Mari kita ungkap di sini alasan pembenaran untuk tetap menggunakan produk media tekno tanpa rasa malu malu. Mari kita simak alasan yang bisa kita temukan di Google, dan kita temukan, bahwa malah seakan akan bukanlah sebuah alasan, coba simak berikut ini "as their families cannot afford to pay school fees on meagre wages," ini Google ambil quote dari Siddharth Kara. Atau di Indonesiakan menjadi "sebagaimana keluarga mereka tidak mampu untuk membayar iuran SPP sekolah dari penghasilan dibawah garis kemiskinan." Maaf kalau terjamahan ini hasilnya seperti dua kali panjangnya dari Inggris. Coba simak lagi alesan dari Google search, bukannya ini adalah keterlaluan? Mengapa malu malu untuk membuat alasan yang sebenarnya? Mungkinkah disebabkan karena menggunakan produk tekno dari komponen Cobalt. Komponen ini adalah sumber dari perbudakan anak kulit hitam, yang ternyata Unicef sudah tahu dan masih tetap tidak melaksanakan tugas utamanya sebagai pendana anak anak terbesar sejagat raya ini!

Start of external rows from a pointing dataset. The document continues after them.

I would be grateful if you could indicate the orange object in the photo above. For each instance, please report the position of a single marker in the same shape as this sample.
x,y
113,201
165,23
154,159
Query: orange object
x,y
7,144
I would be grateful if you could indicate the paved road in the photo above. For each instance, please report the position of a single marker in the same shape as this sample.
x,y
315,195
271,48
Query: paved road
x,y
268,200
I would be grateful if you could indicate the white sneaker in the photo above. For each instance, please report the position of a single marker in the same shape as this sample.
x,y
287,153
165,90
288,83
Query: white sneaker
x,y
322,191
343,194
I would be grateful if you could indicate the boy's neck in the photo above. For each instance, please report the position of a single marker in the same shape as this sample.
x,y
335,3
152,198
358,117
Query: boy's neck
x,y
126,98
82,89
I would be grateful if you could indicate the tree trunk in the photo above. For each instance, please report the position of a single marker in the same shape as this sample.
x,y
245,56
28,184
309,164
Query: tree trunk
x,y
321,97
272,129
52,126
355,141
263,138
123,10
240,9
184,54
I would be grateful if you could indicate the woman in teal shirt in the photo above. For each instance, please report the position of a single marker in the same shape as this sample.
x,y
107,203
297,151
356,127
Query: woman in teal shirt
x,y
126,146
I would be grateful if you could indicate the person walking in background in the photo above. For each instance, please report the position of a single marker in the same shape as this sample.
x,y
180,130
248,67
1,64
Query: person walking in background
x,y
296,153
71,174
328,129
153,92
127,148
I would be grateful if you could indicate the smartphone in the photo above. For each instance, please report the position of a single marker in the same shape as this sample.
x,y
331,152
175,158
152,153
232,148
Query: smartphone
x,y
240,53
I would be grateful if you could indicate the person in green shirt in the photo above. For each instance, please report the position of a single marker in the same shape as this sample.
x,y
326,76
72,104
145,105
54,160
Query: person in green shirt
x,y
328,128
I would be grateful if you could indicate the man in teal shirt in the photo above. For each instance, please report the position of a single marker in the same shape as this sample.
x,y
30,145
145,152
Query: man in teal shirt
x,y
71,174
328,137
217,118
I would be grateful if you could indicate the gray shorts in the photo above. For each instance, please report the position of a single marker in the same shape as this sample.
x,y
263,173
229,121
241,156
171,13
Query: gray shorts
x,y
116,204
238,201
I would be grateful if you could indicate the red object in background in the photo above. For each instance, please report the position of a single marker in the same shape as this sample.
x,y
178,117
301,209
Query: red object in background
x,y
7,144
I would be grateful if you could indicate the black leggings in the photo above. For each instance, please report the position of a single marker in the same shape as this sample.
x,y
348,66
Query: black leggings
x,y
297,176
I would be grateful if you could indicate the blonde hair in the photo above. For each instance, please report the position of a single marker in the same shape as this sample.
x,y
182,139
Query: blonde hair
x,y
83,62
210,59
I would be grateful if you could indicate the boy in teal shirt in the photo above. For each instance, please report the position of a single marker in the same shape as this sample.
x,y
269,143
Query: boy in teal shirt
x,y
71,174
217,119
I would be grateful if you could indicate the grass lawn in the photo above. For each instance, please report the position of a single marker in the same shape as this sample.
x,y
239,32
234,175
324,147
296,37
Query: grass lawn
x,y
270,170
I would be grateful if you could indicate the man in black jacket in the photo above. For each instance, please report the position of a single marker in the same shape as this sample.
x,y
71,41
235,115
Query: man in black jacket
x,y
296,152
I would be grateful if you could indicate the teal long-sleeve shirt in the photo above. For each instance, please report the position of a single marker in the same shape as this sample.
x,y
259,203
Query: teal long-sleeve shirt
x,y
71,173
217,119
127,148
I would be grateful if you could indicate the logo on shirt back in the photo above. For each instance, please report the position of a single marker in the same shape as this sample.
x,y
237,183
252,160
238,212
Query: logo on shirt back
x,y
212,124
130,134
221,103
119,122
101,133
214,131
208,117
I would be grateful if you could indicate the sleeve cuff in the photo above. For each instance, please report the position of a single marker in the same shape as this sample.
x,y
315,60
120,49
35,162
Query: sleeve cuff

Kita yang malu menggunakan barang tekno dari hasil perbudakan anak kulit hitam sebaiknya berbuat sesuatu dengan "making a difference" atau berusaha mengubah, jadi bagaimana caranya supaya kita tidak sama dengan masyarakat penikmat tekno terbanyak dan terlama per harinya. Perjuangan ini bisa dengan membuat kesadaran atau awareness, seperti juga belajar menjadi advocate atau mengikuti class action yaitu menuntut rame rame supaya perusahaan tekno ini mau memperlakukan anak anak seperti anak anak normal pada umumnya. Rupanya, sangat disayangkan telah gagal atau kita semua kalah di pengadilan California dengan putusan Judge Carl J Nichols. Alasan putusan ini karena para penuntut gagal membuktikan bahwa anak anak di Congo menderita atau sakit yang secara langsung dapat dipenuhi bukti buktinya atau bekas bekas sakit atau lukanya, atau yang yang langsung diakibatkan oleh Apple, Google, Microsoft, Dell dan Tesla. Kasus ini juga sering disebut Cobalt Red, dikarenakan berdarah darah.

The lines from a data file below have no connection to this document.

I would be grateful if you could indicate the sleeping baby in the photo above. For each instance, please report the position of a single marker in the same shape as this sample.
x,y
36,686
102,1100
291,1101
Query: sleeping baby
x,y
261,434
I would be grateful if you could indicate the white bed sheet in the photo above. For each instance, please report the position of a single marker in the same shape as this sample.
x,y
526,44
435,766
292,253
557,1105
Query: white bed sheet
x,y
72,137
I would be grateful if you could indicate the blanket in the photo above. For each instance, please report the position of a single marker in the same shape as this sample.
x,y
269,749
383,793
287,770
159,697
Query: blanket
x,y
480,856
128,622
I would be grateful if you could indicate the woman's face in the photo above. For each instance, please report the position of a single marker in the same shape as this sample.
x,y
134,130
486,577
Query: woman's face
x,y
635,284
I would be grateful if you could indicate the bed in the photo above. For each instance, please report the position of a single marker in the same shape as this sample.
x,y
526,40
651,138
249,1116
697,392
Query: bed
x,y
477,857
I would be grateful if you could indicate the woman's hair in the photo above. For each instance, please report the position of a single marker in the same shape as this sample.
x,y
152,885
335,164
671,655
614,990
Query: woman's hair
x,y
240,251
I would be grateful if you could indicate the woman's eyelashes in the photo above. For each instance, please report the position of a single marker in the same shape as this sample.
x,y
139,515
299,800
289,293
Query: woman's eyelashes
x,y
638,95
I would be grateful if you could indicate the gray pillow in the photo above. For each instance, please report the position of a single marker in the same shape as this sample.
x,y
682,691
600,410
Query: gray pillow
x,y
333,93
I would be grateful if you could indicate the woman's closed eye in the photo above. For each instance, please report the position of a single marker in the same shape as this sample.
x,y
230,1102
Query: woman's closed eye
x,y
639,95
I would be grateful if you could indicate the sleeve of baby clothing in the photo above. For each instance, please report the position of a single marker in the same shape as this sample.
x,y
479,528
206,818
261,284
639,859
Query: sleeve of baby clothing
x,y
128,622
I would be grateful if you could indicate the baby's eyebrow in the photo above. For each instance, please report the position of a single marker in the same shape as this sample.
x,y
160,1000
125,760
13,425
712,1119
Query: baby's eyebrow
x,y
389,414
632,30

Mengapa waktu penuntut industri Tekno ini tidak mempersiapkan dengan lengkap semua bukti anak anak sakit atau menderita stress karena belum cukup umur sudah menanggung beban hidup yang sangat traumatik? Memang mereka mengupayakan membawa 14 anak tersebut ke California, tetapi para penuntut ketakutan melanggar TVPRA atau Trafficking Victims Protection Reauthorization Act, atau aturan yang tidak memperbolehkan siapa saja membawa anak orang lain sejauh melintas negara bagian yang lain atau dari negara lain,karena dikhawatirkan 14 anak tersebut menjadi preseden diperbolehkannya membawa anak orang lain melintasi atau antar negara bagian, atau yang disebut perdagangan anak atau trafficking.

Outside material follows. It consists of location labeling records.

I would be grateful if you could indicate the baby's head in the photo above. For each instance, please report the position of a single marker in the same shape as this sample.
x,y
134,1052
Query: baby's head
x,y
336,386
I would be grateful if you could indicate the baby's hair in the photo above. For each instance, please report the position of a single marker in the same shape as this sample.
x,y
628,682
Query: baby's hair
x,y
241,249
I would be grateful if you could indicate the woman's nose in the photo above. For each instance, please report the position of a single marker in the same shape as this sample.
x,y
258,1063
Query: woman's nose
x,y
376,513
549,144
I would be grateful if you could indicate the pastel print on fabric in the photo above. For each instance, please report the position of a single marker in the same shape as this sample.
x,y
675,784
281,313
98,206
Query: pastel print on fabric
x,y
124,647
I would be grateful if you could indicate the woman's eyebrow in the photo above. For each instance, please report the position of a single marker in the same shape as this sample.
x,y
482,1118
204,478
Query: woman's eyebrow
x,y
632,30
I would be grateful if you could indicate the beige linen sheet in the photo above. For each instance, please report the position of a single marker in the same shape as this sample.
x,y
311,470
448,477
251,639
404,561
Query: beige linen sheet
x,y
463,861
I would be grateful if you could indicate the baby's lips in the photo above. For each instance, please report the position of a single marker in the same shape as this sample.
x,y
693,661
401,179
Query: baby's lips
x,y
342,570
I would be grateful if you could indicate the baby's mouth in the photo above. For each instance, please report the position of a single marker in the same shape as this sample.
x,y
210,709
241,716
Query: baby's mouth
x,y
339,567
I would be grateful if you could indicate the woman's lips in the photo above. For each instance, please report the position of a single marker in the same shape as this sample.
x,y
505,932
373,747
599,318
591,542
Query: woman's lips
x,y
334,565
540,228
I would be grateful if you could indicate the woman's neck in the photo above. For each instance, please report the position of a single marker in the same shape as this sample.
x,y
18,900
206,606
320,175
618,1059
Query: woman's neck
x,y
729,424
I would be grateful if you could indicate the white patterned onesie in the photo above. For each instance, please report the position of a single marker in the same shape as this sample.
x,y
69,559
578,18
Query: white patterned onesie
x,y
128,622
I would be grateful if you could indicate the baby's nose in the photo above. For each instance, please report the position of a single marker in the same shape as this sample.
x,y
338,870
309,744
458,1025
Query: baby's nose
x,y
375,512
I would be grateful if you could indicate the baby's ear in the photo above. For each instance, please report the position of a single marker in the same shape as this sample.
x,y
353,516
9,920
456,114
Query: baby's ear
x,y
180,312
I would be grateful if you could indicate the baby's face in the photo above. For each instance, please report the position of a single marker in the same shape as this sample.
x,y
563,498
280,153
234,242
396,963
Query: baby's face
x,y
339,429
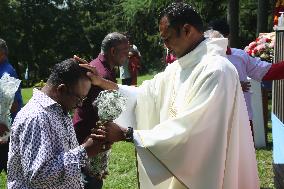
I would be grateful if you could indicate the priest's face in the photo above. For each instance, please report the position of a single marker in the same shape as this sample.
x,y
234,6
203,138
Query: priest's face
x,y
178,41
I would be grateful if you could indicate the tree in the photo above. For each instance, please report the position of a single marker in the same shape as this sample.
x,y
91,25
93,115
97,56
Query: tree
x,y
233,20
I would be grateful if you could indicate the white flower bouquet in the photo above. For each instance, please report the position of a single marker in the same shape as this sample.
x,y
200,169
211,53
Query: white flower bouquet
x,y
110,104
8,87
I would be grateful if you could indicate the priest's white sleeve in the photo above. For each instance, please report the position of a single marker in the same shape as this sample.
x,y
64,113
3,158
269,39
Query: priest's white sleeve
x,y
127,117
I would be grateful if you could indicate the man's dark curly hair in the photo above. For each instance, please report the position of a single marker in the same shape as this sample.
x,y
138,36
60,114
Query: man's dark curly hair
x,y
180,14
67,72
221,26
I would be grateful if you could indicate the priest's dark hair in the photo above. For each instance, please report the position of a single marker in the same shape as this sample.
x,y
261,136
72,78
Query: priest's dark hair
x,y
180,14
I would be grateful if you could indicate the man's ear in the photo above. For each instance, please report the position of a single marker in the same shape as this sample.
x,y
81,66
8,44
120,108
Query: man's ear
x,y
187,29
61,89
112,51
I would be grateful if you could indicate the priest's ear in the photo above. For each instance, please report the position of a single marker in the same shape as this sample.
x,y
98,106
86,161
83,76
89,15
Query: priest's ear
x,y
189,30
62,89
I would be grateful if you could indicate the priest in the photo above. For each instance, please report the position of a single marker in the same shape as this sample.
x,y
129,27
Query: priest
x,y
189,122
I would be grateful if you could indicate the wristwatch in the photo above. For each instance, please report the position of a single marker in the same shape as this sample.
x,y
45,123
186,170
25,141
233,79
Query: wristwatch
x,y
128,134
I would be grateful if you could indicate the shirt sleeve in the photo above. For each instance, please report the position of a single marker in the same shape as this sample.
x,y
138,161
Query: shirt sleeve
x,y
42,157
256,68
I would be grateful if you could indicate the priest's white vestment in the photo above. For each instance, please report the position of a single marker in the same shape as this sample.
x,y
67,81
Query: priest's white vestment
x,y
192,124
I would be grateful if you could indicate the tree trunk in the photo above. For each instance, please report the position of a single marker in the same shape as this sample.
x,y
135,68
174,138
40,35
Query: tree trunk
x,y
262,16
233,21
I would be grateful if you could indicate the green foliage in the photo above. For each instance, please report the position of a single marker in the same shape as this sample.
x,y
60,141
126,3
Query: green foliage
x,y
42,33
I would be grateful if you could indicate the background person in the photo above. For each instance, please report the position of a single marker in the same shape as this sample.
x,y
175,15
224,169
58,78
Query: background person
x,y
114,52
6,67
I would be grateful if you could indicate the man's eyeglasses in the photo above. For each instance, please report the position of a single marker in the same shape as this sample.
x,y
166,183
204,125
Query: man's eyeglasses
x,y
79,100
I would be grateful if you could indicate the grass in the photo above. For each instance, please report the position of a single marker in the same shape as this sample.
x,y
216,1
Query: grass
x,y
123,164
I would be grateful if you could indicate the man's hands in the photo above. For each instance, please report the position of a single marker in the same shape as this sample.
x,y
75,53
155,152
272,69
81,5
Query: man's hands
x,y
245,86
114,133
96,143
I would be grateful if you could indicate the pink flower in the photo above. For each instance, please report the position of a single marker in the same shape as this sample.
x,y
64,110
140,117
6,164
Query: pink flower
x,y
260,47
252,45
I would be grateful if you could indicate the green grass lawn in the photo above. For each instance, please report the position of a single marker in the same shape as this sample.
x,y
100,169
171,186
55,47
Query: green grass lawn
x,y
123,164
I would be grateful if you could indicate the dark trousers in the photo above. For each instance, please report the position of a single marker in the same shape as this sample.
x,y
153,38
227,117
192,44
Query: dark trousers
x,y
92,182
126,81
4,149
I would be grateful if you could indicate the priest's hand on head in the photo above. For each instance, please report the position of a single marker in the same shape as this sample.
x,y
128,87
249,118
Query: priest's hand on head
x,y
114,133
245,86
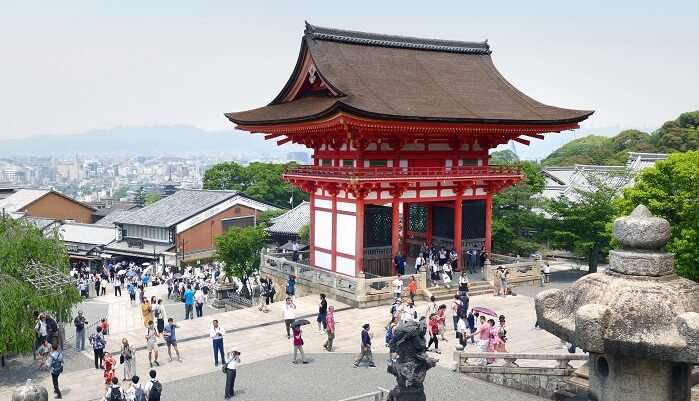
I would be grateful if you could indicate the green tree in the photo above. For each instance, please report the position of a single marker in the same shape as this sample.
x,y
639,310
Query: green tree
x,y
258,180
581,224
503,157
20,244
239,248
517,228
152,198
304,233
140,197
671,189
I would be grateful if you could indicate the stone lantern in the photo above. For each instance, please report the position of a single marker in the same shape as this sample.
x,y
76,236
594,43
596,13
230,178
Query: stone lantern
x,y
638,320
30,392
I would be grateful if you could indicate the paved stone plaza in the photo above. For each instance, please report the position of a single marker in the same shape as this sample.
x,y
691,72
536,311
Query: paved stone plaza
x,y
265,349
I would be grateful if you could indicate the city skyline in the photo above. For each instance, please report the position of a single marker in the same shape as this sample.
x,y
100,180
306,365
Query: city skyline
x,y
83,66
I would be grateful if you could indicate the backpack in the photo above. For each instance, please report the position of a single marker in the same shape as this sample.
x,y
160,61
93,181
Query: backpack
x,y
155,391
138,394
57,365
115,394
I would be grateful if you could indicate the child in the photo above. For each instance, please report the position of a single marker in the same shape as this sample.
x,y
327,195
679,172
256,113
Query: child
x,y
433,329
105,326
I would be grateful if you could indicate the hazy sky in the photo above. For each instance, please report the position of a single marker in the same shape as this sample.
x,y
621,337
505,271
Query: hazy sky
x,y
69,66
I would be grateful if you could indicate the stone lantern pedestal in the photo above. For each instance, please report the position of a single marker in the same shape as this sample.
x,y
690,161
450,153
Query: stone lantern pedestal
x,y
639,321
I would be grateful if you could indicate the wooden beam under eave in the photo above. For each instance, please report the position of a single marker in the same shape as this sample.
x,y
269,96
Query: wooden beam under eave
x,y
537,136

Pertanyaannya adalah mengapa tim hukum tidak mengajak saya untuk melawan mereka dalam membela anak anak di Kongo, kalau boleh berandai andai? Mengapa Unicef tidak ikut berpartisipasi dalam pengumpulan dana untuk mitigasi trauma anak anak Konggo, dengan dananya dan keahliannya? Yang jelas semua terdakwa adalah semua industri tekno yang punya triliunan dollar penghasilannya, bisa dan mampukah kita melawan pendanaan mereka? Atau hanya dengan konsep tuntutan dan bukti yang pasti sebagai dasar tuntutan, bahwa terbukti ada yang dirugikan yang bisa dikuantifikasi secara moneter adalah tuntutan yang wajar dan bisa jadi menang mutlak. Terkadang kita takut dengan industri tekno yang menguasai dunia dan bahkan opini dunia yang menyebabkan gamang bagi kita semua untuk melawan perbudakan 40 ribu anak yang traumatis ini.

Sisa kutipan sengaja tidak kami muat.